Ezetimibe is a cholesterol absorption inhibitor. It has few significant side effects, and reduces LDL by 15-20%. Indications for starting Ezetimibe 10mg daily are: 

  • Primary prevention in statin-intolerant patients
  • Secondary prevention in patients on maximum-tolerated doses of statins where LDL targets have not been attained. 


PCSK9 Inhibitors

These are monoclonal antibodies which prevent LDL-receptor degradation, resulting in more LDL being removed from the systemic circulation and lower plasma LDL cholesterol. Two drugs are available, Evolocumab (£680/month) and Alirocumab (£340/month). Use of these drugs is restricted in Lothian. If you think a patient should be considered for PCSK9 inhibitor therapy, please refer them to the lipid clinic at RIE.



Targets for Lipid Control

Primary prevention: There is no specific LDL reduction target


Secondary prevention: Aim for a 1mmol / 40% reduction in non-HDL cholesterol. If this is not obtained: 

  • Increase statin dose 
  • Consider addition of other lipid-lowering therapies. 
  • Revisit lifestyle modification
  • Consider nonadherence



Familial Hypercholesterolaemia (FH)

Suspect FH in adults with:

  • Total cholesterol >7.5 mmol/l or
  • Past or family history of premature coronary heart disease (<60 years in patient or their first-degree relative).

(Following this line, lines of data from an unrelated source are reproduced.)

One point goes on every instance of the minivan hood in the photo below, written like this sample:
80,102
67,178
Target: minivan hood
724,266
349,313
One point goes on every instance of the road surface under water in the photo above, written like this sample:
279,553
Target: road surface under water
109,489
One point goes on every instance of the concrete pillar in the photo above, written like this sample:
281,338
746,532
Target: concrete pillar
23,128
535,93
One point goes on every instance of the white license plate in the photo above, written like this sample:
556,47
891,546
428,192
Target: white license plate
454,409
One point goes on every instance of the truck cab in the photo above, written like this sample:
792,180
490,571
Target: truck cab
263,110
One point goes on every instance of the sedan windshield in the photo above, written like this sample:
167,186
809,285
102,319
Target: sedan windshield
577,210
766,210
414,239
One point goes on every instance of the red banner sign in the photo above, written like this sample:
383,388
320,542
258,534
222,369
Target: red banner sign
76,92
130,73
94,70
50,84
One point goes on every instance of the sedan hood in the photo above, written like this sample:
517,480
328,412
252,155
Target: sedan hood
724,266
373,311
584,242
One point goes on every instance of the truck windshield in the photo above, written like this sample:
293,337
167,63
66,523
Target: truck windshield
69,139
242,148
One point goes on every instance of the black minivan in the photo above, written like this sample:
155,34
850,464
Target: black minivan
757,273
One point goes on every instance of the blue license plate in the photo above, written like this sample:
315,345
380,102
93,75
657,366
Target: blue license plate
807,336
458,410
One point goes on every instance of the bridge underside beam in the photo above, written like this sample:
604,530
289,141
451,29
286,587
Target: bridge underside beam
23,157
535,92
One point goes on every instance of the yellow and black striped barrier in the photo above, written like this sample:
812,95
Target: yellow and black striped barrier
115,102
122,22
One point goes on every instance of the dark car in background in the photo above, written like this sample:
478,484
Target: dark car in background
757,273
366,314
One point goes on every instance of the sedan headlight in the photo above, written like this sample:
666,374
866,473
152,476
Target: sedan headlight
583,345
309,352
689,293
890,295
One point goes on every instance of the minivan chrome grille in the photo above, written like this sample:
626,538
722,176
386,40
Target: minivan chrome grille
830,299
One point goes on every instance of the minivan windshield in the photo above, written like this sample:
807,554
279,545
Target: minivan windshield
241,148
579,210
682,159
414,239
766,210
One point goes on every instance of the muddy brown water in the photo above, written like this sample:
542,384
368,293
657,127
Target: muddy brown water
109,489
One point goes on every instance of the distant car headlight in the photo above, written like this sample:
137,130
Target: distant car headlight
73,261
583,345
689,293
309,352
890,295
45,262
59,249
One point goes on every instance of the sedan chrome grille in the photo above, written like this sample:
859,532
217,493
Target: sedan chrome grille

In such patients apply the Simon Broome Criteria: 


Definite FH

TC >7.5 (or LDL-C >4.9) AND tendon xanthomas, or evidence of these signs in first or second degree relative




DNA-based evidence of an LDL-receptor mutation, familial defective apo B-100, or a PCSK9 mutation

Possible FH

TC >7.5 (or LDL-C >4.9) and family history of one of the following: 

  • Myocardial infarction in first-degree relative <60yrs, or second-degree relative <50yrs.
  • TC >7.5 mmol/l in adult first or second degree relative OR >6.7 mmol/l in child, brother or sister aged <16 years 


Refer patients who meet definite or possible Simon Broome criteria for DNA testing via Refhelp.


Cardiovascular risk calculators (QRISK3/ASSIGN) should not be used in patients with confirmed FH, as they are already at markedly increased risk of cardiovascular disease. 



Familial Combined Hypercholesterolaemia (FCH)



This condition has a high prevalence (~1%), and presents as marked elevation of LDL and triglycerides. It is commonly associated with type 2 diabetes and the metabolic syndrome. The origin is polygenic, but the condition runs in families. 



If you suspect a patient has FCH, perform a full lipid screen and obtain past medical and family history of cardiovascular disease (including age at which cardiovascular events occurred). There is no formal genetic diagnosis (though a raised serum ApoB is suggestive)



Treatment should consist of lifestyle modification and medication to reduce cholesterol (statins) and triglycerides (fibrates; rarely used, and only in combination with a statin). We are able to discuss and advise on cases via refhelp.